Теперь Красинский сидит в кабинете уполномоченного и рассеянно посматривает на чучело песца. Часа через полтора должны собраться люди, из которых надо выбрать начальника поселения на острове Врангеля. Человека, во многом способного поспорить с самим Стефансоном.

Вильялмур Стефансон… К этому господину у Красинского двойственное отношение, хотя они ни разу не встречались. Оба увлечены Севером, правда, по-разному. Стефансон — известный полярный путешественник, Красинский — исследователь-хозяйственник.

Канадец ищет новые земли, он изучает Арктику и прилегающие к ней территории. Георгий Давидович исследует уже открытое и нанесенное на карту. Цель его: освоение северных районов.

Красинский очень и очень уважает канадца за его смелые походы, рискованные путешествия. И тем более его так поразили, возмутили попытки Стефансона отторгнуть остров Врангеля от Советского Союза.

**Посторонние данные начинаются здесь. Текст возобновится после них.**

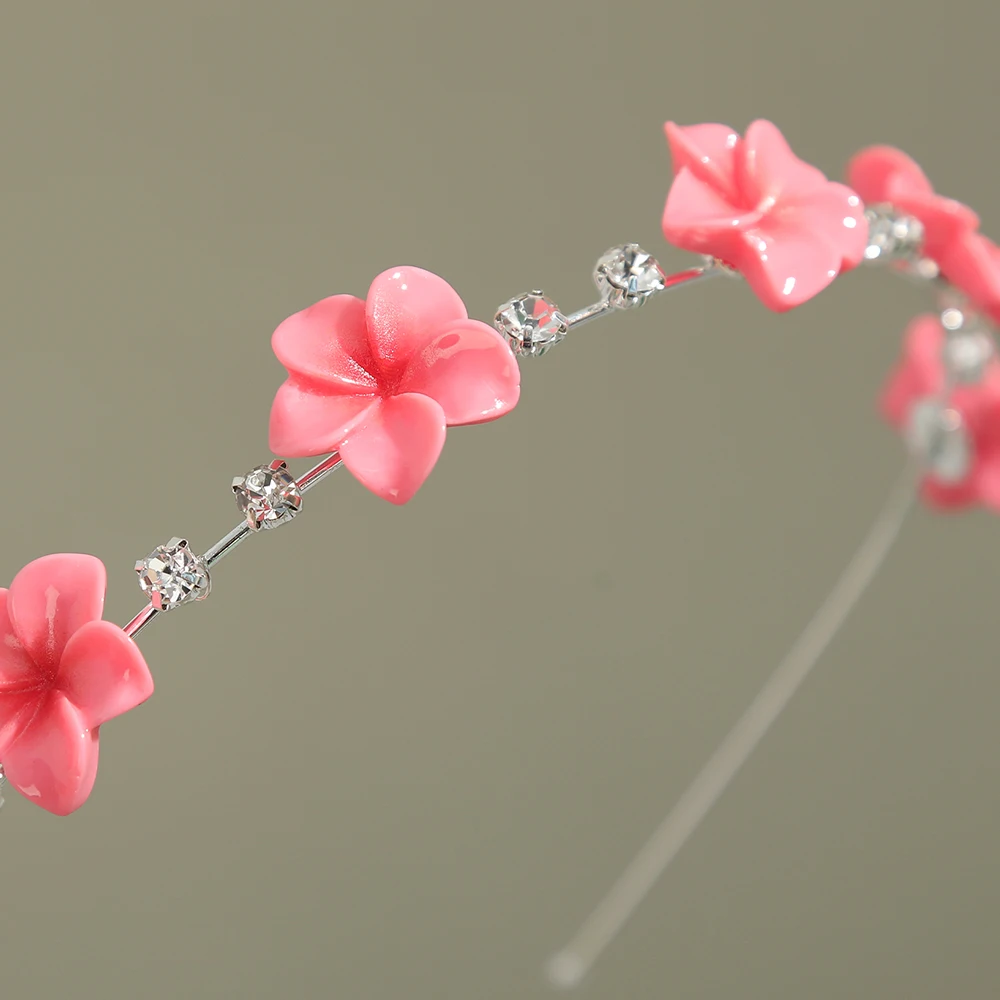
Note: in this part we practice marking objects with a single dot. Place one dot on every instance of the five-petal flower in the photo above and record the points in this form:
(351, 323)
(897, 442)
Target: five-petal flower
(963, 466)
(379, 379)
(63, 673)
(753, 204)
(883, 175)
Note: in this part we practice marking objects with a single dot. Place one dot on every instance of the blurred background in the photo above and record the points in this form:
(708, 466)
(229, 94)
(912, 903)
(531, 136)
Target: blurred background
(401, 752)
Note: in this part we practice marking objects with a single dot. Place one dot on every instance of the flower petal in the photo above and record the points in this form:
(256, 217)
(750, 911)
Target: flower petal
(394, 449)
(328, 343)
(799, 249)
(881, 174)
(17, 669)
(17, 709)
(697, 218)
(972, 264)
(767, 169)
(306, 421)
(54, 762)
(949, 496)
(406, 308)
(103, 673)
(469, 370)
(946, 223)
(51, 598)
(709, 152)
(918, 373)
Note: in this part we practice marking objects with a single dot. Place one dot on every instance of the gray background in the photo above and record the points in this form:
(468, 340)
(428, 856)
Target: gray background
(401, 752)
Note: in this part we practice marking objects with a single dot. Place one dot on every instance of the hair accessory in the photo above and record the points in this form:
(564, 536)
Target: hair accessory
(754, 204)
(63, 673)
(373, 384)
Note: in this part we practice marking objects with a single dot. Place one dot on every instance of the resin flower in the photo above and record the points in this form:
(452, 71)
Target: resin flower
(883, 175)
(63, 673)
(753, 204)
(958, 438)
(380, 379)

Канадцу на острове бывать не приходилось. Красинскому — довелось, в 1924 году. Из-за того же Стефансона.

Эх, господин канадец, знаменитый полярник! Занимались бы своими путешествиями и не лезли в политику. Тогда бы не заварилась эта каша, не началась бы эта история с островом Врангеля.

Красинский развязывает красные тесемки на своей папке, раскрывает ее.

Сверху лежат газетные вырезки, в них коротко рассказаны события, связанные с гибелью канадского судна «Карлук». Того самого судна, на котором Стефансон изучал северное побережье Америки и которое волей обстоятельств оказалось у острова Врангеля. Двенадцатого августа 1913 года оно вмерзло в лед неподалеку от американского берега. Стефансон решил, что «Карлук» дрейфовать не будет, простоит во льдах до весны. Значит, можно сойти на берег и заняться охотой. Но пока Стефансон охотился на оленей, шторм сдвинул льды и вместе с ними вынес «Карлук» в открытое море.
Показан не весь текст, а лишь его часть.